Sean Ashton - Sunsets and Dogshits

Sunsets and Dogshits - Sean Ashton

If Borges had watched Monty Python and smoked weed he would have written this book. And then it would have probably been better. Sadly, Borges didn't watch Monthy Python or smoked weed, so Ashton had to write it instead.

As I happen to be the only person in the world that has actually read it, I figured I would give you a quick review. It was a collection of the bizarre and the absurd mixed with some unconventional art criticism. It was growing on me as I was reading it and I was quite pleased with it eventually. I still think it would work better as a monthly column in a magazine rather than a book you read front to back (and that's how I need to read my books, thank you). It was a good effort intended at a very small audience.

If you live in London and would like to become the second person ever to read this book, let me know - I own a copy. For the rest of you I am going to copy my favourite quote which I found surprisingly spot on considering general absurd atmosphere of the book.
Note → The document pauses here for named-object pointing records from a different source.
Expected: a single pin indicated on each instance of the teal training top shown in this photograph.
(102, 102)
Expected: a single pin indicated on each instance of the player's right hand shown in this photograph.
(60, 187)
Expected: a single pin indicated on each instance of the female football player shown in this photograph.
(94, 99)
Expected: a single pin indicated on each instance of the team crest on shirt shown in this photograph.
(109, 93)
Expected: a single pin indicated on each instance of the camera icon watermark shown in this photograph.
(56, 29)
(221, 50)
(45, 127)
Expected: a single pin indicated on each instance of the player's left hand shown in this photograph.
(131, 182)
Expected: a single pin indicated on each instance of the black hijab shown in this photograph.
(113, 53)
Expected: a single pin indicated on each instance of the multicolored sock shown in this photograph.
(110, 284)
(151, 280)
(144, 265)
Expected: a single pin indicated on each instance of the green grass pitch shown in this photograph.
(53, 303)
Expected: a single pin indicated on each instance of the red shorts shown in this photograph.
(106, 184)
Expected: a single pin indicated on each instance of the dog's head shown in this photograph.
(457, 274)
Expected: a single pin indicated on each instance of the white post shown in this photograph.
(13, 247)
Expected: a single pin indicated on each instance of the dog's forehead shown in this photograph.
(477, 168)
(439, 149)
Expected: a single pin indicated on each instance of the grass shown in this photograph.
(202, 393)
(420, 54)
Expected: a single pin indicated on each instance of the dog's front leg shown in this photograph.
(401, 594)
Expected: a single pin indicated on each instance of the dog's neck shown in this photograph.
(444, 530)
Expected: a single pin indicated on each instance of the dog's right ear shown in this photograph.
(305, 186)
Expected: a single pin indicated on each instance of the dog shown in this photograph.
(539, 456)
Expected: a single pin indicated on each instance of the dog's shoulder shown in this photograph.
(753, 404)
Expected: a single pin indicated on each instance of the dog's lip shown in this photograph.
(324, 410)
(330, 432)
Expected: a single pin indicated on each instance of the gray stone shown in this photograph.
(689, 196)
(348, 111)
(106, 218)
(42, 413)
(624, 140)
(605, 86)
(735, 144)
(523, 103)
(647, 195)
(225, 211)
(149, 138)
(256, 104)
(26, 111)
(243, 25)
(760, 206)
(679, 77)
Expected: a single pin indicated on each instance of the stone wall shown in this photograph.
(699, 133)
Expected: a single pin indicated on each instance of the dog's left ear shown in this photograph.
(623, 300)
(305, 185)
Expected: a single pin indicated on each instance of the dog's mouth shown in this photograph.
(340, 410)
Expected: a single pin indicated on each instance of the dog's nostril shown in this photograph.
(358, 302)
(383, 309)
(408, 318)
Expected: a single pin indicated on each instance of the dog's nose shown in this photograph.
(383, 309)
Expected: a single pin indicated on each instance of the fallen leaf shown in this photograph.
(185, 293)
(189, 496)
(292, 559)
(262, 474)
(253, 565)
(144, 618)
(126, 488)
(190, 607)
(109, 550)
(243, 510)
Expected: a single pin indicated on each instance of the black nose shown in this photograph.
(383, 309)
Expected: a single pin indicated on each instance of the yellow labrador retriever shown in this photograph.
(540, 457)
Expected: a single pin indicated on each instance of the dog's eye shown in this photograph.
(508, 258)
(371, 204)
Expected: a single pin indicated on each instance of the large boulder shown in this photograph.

"[...:] what people hide in person the reveal in correspondence. Distance, it seems, affords greater intimacy than face-to-face conversation. This is unsurprising, as many of the things that people say to one another in person are, I'm afraid, simply an attempt to avoid silence. Silence emphasizes the interlocutors' bodily presence, leading to mutual discomfort; they start fidgeting, their fingers drum the table as their minds wander - wander so far that they ask themselves why their bodies have not followed, why, in short, they are still here. Ninety percent of the time conversation is nothing more than a distraction from the embarrassment of having company, of having another actual human being there in front of you."

 

Bang on, eh ? Or maybe it's just me.